Maya claps her hands together. “Allow me to demonstrate. Nick? You want a reading?”
“Ooh yeah! I wanna see!” Trucy bounces on her feet and looks eagerly at Phoenix.
He smiles and ruffles her hair. ”Sure, if it makes Trucy happy.”
Not that he needed much convincing. It’s always a joy to see her eyes sparkle when she’s excited about something. He’s not usually one for fortune telling, but he’s curious to see where this goes.
“So uh... What do I do?”
Maya clears her throat. “Please, take a seat, sir.”
Phoenix snorts a laugh and plops onto the couch as Maya and Trucy sit on the loveseat across from him.
“First you have to think about whatever you want to ask the cards.” She takes on the same airy mysticism act Trucy did earlier. “And then you gotta shuffle the deck while you think on it.”

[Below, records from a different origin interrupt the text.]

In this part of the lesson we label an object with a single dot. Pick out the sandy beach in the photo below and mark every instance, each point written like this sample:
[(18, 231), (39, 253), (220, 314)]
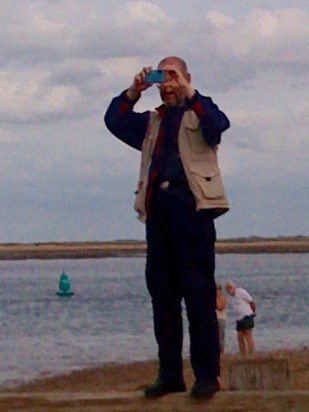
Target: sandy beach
[(118, 387)]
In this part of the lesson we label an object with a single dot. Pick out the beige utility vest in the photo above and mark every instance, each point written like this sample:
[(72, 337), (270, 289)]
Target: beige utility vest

“Okay…” Phoenix grabs the deck Trucy offers to him.
He’s not sure what to ask. Phoenix stares into space at a coffee stain on the table. He doesn’t need to look at the cards while he shuffles. It’s practically second nature at this point. He wishes it wasn’t.
How did I get to this point?
He feels a frown forming, but finds it disappearing just as quickly. It’s not all bad, he thinks, glancing at Maya and Trucy before zoning out again.
But… How do I feel normal again? What comes next?
Maya waves her hand in his field of vision. “You in there Nick? I think it’s probably shuffled enough.”
“Huh? Oh, y-yeah probably. Uh, Now what?”
“Gimme.” She takes back the deck and places five cards, as if at the points of a star, on the coffee table.
“Okay wait, lemme…” She rifles through the other shopping bags and pulls out a matching booklet.
“What’s with the book? Shouldn’t you know all this by heart?” Phoenix teases.
“I’d like to see you try to memorize like 150 meanings and all the layout options,” she huffs. Then Maya claps her hands again in eagerness.
“Okay! Ready?”
“As I’ll ever be, I guess.”
Trucy grins and swings her legs a bit.
Maya flips over the topmost card to reveal The Devil, a minimalist Baphomet figure on a pedestal between two flames. Phoenix raises his eyebrows.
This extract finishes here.